Alejandra había estado haciendo un esfuerzo sobrehumano para mantenerse despierta, esa idea de estar velando a su expareja en la madrugada no le agradaba, era una puta locura, de hecho ni siquiera se lo merecía, el muy… difuntito la había engañado con su mejor amigo. Ninguno de los dos merecían su más minina atención, pero su exsuegra si, siempre la trató con amor y ternura mientras estuvo casado con ese homosexual de closet. Por lo que estaba ahí no por su ex, si no por su exsuegra.

   Ya se había acabado su último café (y ya no habría más pues la cafetería habría hasta las siete), se había comido un paquete grande de galletas y chocolates para despertar, y nada funcionaba. Y lo peor era que todas esas calorías de más estarían acompañándola desde mañana en las caderas.

   Salió un momento de la sala de velación para tomar aire fresco cuando sintió que sus ojos se le cerraban. Se sentó en una banca que tenía vista hacia el panteón, no era una vista agradable y hacia frio, no llevaba su suéter y enseguida se le puso la piel chinita, pero todo eso le ayudaría a despejarse.

   Estaba absorta viendo a lo lejos el panteón, le había parecido ver algún movimiento por los mausoleos, cuando alguien le tocó el hombro.

   — Alejandra— le dijeron— ¿Estas bien?

   Era el primo de su ex, siempre había sido un poco encimoso y ella sabía que le gustaba; ahora que no tenía nadie que se le interpusiera en el camino, aquel tipo iría sobre sus huesitos. Maldijo haber salido y estar ahora sola con ese fulano, debía de haberse quedado adentro para poder evitarlo.

   — Si gracias. ¿Y tú?

   — Bien —le respondió sentándose a su lado—. Hace frio, ¿no?

   — Si, algo —tendría que pensar en algo para regresar a la sala velatorio.

   — Sabes creo que mi primo nunca te valoro…

   Y Alejandra sabría lo que vendría después, el tipo este escupiría toda una seria de palabras revestidas para podérsela llevar a la cama. No se le ocurría como cortar aquella platica pero después supo cómo:

   — ¿Has visto que alguien viene por allá? —señaló hacia el panteón, aquellos movimientos que le pareció ver cuando acaba de salir, ahora eran claramente tres personas que se dirigían hacia ellos.

   — Deben de ser gente del cementerio —dijo el primo mirando hacia allá, después volteó hacia Alejandra y le tomó de la mano—. Sé que no es el lugar ni el momento pero…

   Alejandra ya no prestaba atención a lo que le decían, ni siquiera se zafó de la mano del primo de su ex, solo veía absorta a los tres hombres que estaban ya muy cerca de ellos, las luces del corredor los habían mostrado mejor: estaban desnudos y caminaban muy extraño, como animales primitivos.

   — … siempre me gustaste y si tú me dieras una oportunidad…

   Estaban ya a unos metros y tenían sangre en sus rostros. Alejandra se levantó y puso de espaldas al panteón al primo, le dijo que cerrara los ojos y cuando este lo hizo (esperando un beso), corrió hacia la salida del cementerio, escuchó como el enamoradizo gritaba y pedía ayuda, debían de haberle llegado aquellos extraños hombres. La curiosidad la tentó y volteó un instante para ver como el primo era comido por uno de los desnudos, los otros dos no los veía, pero empezó a ver cómo la gente en la sala de velación gritaba y salía corriendo.
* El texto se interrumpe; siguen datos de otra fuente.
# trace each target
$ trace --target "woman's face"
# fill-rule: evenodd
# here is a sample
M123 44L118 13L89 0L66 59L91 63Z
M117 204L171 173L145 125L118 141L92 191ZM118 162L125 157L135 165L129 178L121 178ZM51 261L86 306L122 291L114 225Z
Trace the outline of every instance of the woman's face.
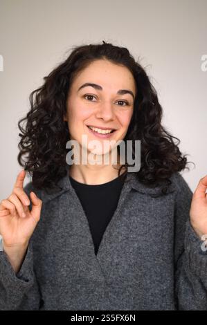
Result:
M93 86L84 86L86 83ZM123 140L133 113L135 95L135 81L126 67L105 59L90 64L75 78L68 95L64 120L68 122L71 140L80 146L82 135L87 136L88 142L96 140L101 146L103 141ZM89 126L101 131L91 131ZM103 134L103 129L115 131Z

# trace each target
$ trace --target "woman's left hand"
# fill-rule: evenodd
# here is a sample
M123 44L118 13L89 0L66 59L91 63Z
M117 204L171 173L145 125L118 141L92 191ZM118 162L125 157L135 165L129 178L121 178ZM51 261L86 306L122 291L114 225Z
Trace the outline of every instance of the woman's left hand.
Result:
M199 180L193 194L190 210L190 223L197 234L201 238L207 234L207 175Z

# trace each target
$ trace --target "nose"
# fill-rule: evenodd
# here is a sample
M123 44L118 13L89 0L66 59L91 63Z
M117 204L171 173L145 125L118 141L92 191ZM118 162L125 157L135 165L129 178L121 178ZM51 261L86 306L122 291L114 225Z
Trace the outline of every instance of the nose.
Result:
M105 121L114 120L114 107L109 102L101 103L96 112L96 117L97 118L102 118Z

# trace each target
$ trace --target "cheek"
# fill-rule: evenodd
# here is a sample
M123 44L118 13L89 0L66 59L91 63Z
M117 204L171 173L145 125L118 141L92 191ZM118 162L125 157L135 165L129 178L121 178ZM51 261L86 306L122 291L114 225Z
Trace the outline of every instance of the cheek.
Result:
M132 116L132 113L131 111L123 111L118 114L118 118L123 127L128 127Z

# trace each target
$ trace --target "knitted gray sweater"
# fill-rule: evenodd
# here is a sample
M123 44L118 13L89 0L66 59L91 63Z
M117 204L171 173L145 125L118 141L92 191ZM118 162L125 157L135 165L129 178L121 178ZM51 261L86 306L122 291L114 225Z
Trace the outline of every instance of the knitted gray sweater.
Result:
M179 173L170 179L168 194L154 197L159 186L128 173L97 255L69 176L58 193L36 190L41 219L17 275L0 252L0 309L207 310L207 252L190 223L192 192Z

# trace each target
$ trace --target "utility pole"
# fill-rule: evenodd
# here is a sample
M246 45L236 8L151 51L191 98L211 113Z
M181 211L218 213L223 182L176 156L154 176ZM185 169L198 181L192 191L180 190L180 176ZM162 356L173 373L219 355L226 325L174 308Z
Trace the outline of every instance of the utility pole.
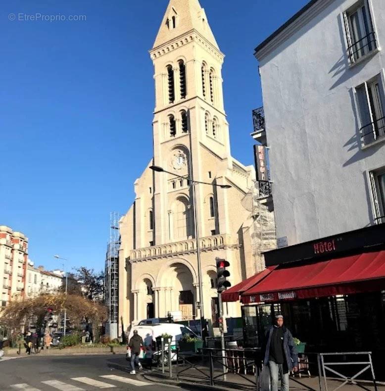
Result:
M68 262L68 260L66 258L61 258L61 257L59 256L58 255L53 255L54 258L56 258L56 259L61 259L63 261L67 261ZM61 264L63 265L63 269L65 269L65 295L67 296L67 290L68 285L68 272L67 271L67 268L65 267L65 265L64 263ZM64 333L63 335L65 336L66 335L66 331L67 329L67 307L64 308Z

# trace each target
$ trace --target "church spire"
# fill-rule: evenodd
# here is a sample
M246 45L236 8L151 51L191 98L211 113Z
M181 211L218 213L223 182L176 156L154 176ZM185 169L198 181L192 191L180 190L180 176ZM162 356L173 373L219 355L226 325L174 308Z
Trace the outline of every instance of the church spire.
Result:
M153 49L193 29L219 49L198 0L170 0Z

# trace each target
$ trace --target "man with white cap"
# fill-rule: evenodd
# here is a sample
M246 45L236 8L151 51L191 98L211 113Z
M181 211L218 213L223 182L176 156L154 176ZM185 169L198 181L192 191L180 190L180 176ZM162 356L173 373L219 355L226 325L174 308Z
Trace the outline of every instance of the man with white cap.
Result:
M293 337L284 326L284 317L275 315L275 324L266 333L263 364L270 370L271 391L278 391L281 377L281 391L289 391L289 373L298 369L298 353Z

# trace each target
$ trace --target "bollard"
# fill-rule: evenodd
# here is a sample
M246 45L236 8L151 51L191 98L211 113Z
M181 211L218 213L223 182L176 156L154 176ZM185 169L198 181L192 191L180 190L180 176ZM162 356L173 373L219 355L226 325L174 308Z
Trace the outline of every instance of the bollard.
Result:
M163 337L160 341L162 342L162 355L160 356L162 360L162 373L164 373L164 339Z
M168 341L168 366L170 369L170 377L172 377L172 363L171 363L171 355L172 355L172 352L171 352L171 340L169 340Z
M214 368L213 365L213 353L211 350L209 350L209 360L210 360L210 385L214 386Z

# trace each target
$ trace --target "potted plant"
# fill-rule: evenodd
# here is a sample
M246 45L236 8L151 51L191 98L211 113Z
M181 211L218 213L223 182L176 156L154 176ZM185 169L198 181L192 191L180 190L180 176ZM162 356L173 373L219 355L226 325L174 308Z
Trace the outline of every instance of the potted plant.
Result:
M193 351L196 353L198 349L201 349L203 341L201 338L192 337L190 334L185 334L179 340L179 349L181 351Z
M301 342L298 338L293 338L293 341L297 349L297 351L298 353L304 353L305 346L306 345L306 342Z

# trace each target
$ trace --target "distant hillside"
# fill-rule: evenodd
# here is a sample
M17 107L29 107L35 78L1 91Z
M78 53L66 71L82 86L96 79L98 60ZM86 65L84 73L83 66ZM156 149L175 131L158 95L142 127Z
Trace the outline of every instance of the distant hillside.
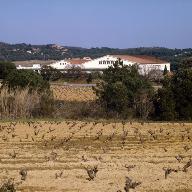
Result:
M168 49L162 47L140 47L129 49L114 48L81 48L68 47L55 44L30 45L7 44L0 42L0 60L26 61L26 60L61 60L72 57L97 58L107 54L149 55L170 61L172 69L176 69L182 59L192 56L192 49Z

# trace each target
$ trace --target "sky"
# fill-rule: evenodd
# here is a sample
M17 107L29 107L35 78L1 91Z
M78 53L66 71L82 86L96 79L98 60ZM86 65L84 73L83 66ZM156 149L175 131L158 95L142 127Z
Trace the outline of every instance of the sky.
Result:
M0 41L192 47L192 0L0 0Z

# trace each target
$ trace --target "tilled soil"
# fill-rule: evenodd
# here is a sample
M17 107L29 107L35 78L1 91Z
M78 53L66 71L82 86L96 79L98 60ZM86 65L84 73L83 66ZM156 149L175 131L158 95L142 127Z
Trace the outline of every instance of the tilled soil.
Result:
M192 191L191 155L189 123L0 123L0 181L17 191L124 192L126 177L141 182L130 191Z

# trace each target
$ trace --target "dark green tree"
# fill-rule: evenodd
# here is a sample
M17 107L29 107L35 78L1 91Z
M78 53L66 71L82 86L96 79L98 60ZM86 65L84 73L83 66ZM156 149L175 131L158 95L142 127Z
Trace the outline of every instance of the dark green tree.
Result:
M138 73L137 66L123 65L123 62L118 60L103 72L102 82L95 88L95 92L108 112L128 116L143 113L143 110L140 110L140 96L151 95L153 89ZM143 114L139 116L146 117Z
M172 90L179 119L192 120L192 70L179 69L172 78Z
M88 74L86 81L87 81L87 83L91 83L93 81L93 76L91 73Z
M192 120L192 70L180 68L173 77L166 78L154 106L160 120Z
M5 79L13 70L16 70L14 63L0 61L0 79Z
M62 73L58 69L54 69L50 66L43 66L41 68L41 75L44 80L46 81L56 81L60 78L62 78Z
M167 65L165 65L165 68L164 68L164 71L163 71L163 75L165 76L165 75L167 75L167 73L168 73Z
M174 120L176 118L175 98L171 87L171 79L165 78L163 88L154 97L155 119Z

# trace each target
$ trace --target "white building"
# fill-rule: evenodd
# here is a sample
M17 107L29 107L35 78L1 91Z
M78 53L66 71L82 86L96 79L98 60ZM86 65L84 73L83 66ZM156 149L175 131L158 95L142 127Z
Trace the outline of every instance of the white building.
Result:
M113 65L113 63L118 59L121 59L124 65L137 65L140 74L143 75L148 74L150 71L153 70L163 71L165 69L165 66L167 67L167 70L170 71L169 62L145 55L106 55L93 60L91 60L89 57L83 59L73 58L56 61L49 66L61 71L65 71L71 67L80 67L82 70L90 73L93 71L103 71L104 69L107 69L109 66ZM32 66L27 67L19 65L17 69L32 69L39 72L41 69L41 65L33 64Z
M130 55L107 55L91 61L88 61L82 65L86 71L102 71L111 66L115 61L121 59L124 65L138 65L139 72L141 74L147 74L151 70L161 70L167 67L170 71L170 63L150 56L130 56Z
M66 70L72 66L83 68L83 64L88 61L91 61L90 57L84 57L83 59L73 58L73 59L57 61L55 63L50 64L49 66L51 66L55 69L58 69L58 70Z
M30 65L30 66L21 66L21 65L19 65L17 67L17 69L29 69L29 70L40 72L41 65L40 64L33 64L33 65Z

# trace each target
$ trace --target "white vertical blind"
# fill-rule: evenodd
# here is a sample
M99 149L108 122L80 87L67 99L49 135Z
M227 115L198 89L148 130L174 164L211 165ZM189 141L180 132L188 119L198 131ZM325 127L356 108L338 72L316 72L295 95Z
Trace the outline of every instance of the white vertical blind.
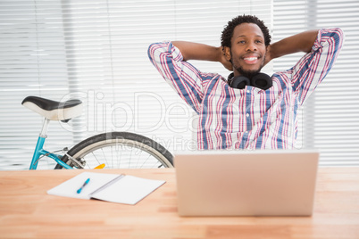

   No pudo con ese espectáculo tan atroz y siguió corriendo hasta la puerta de entrada, estaba todo cerrado y no había ni vigilante ni el velador chaparrito y de acento raro que los había atendido. La reja era muy alta y no tenía forma de salir, ni siquiera podía ir a su carro, sus llaves estaban en los bolsillos de su suéter y este estaba en la sala de velación.

   Cuando intentó buscar otro lado para esconderse, aquel hombre desnudo que había matado a su ex pariente estaba ahora sobre ella y se le veía ansioso de carne. Alejandra cansada, desvelada y sin mucho afán por la vida no se resistió al hambre de aquel ser primitivo, dejó que su vida se consumiera ahí mismo, y nunca supo que el origen de todos aquellos males había sido un cheque en blanco y un par de cervezas tomadas en un mal momento.